In the kitchen, I rolled my eyes at Lee, whispering, "Nice girl. Very direct."
"Careful," Lee cautioned, "she lost her father in her early teens."
Of course! I thought to myself. Another kid flirtatiously casting about for a father figure. What an easy one to pigeon-hole.
Back in the living room, Ginny was gone. Looking in the hallway, I saw her gazing at family pictures, particularly one of me: a portrait taken by my photographer father when I was about three. This was the first time I'd seen her standing. Her back was to me (what elegant posture!); her legs were crossed at the ankles -- reminiscent of a dancer's relaxed pose -- and stretched upward, past lissome calves, well-muscled thighs, a butt that gave new meaning to the word touchable, to end under that tightly-cinched belt.
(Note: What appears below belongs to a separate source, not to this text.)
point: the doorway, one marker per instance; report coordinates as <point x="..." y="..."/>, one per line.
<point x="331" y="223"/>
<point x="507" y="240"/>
I moaned. I find that I do that involuntarily when zonked by an attractive woman.
"What?" Ginny purred, turning to accept the glass of wine.
"Oh, nothing," I mumbled, "missed you in the living room."
"Who is that darling little boy?" she asked.
"Oh, me as a kid," I responded. "My Dad took that picture. He was a pro. In fact he taught me photography." I led her further down the hall to my photos, while standing behind her. "Here're some of my portraits," pointing to a few very arty shots of women of all hues, some clothed very scantily.